Accordingly, we hold that appellants have a marketable record title to their respective estates in and to lots 29 and 30, 31, 34, and 37, First Addition to Ocean Park, according to the plat of said subdivision recorded in Plat Book 9 at page 25 of the public records of Brevard County, Florida, free and clear of the restrictive covenants contained in the deeds dated February 28, 1944, and recorded in Deed Book 271 at page 276, and dated March 2, 1945, and recorded in Deed Book 279 at page 376 of the public records of Brevard County, Florida.

In view of the disposition of this case on the basis of the applicability and effect of the Marketable Record Title Act we do not consider the question of whether the restrictive covenants in question had become invalid and obsolete by virtue of substantial material changes in the use of land in the neighborhood of the restricted lots.[4]

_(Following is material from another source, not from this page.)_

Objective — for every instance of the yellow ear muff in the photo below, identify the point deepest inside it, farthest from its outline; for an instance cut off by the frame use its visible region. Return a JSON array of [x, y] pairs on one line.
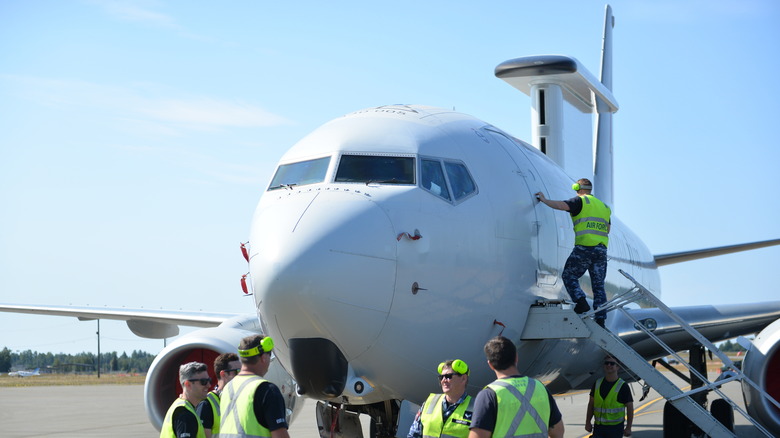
[[266, 345], [459, 367]]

The final judgment entered below is reversed with directions that upon remand the trial court direct the clerk of the lower court to enter this opinion as the final judgment in this case.

REVERSED and REMANDED.

DAUKSCH and ORFINGER, JJ., concur.

NOTES

[1] "Root of title" is defined by section 712.01(2) and "means any title transaction purporting to create or transfer the estate claimed by any person and which is the last title transaction to have been recorded at least 30 years prior to the time when marketability is being determined. The effective date of the root of title is the date on which it was recorded."

[2] Recording statutes, such as section 695.01(1), Florida Statutes, are generally held to give constructive notice only as to matters in the muniments in the record chain of title to particular property and judgment liens against titleholders in the record chain of title.

[3] Standards 17.2 and 17.3, Uniform Title Standards of The Florida Bar — Real Property, Probate and Trust Law Section (1981 Revision); Attorneys' Title Insurance Fund, Title Note 28.03.01 (1981).

[4] See, for interest, Lancaster v. Banks, 492 So. 2d 464 (Fla. 5th DCA 1986).